Real Work by Ritser Labs

An extensible, modular framework for reinforcement learning with LLM agents that work in Docker environments to simulate realistic workflows.

Currently, it is implemented to simulate software development workflows.

Features

Modular Architecture: Plugin-based system for extensible functionality
Docker Environments: Isolated execution environments for each rollout
LLM Integration: Native OpenAI tool calling with OpenRouter support
Advanced Tool Calling: Native function calling instead of text parsing
Parallel Execution: Support for running multiple rollouts simultaneously
Trajectory Tracking: Comprehensive logging and analysis of agent behavior
State Persistence: File system snapshots for environment state management
Unit Test Evaluation: Automated testing and scoring of agent outputs
Dynamic Rollout Management: Plugins can modify rollout behavior based on performance

Installation

Prerequisites

Docker: This framework requires Docker to be installed and running on your system.
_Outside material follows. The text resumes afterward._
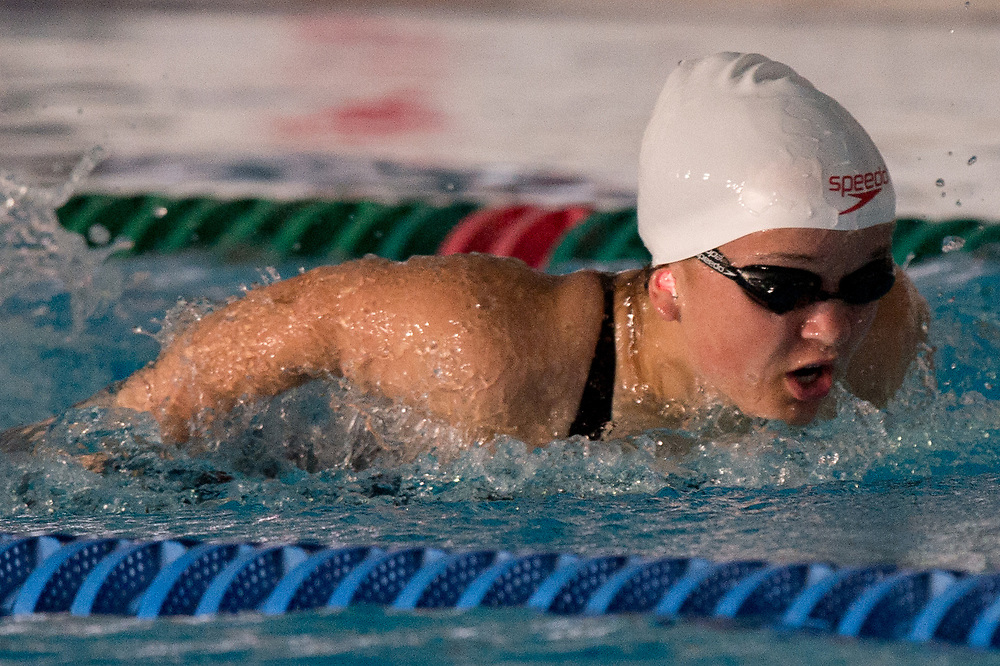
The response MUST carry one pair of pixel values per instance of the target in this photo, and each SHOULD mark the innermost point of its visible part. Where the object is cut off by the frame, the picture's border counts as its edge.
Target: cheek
(734, 343)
Download and install Docker from https://www.docker.com/get-started
Python 3.8+: Required for running the framework

Installation Steps

Clone the repository:

git clone https://github.com/ritser-labs/real-work
cd real-work

Install dependencies:

pip install uv
uv sync

Verify Docker is installed and running:

docker --version
docker run hello-world

Set up your OpenRouter API key:

export OPENROUTER_API_KEY="your_openrouter_api_key_here"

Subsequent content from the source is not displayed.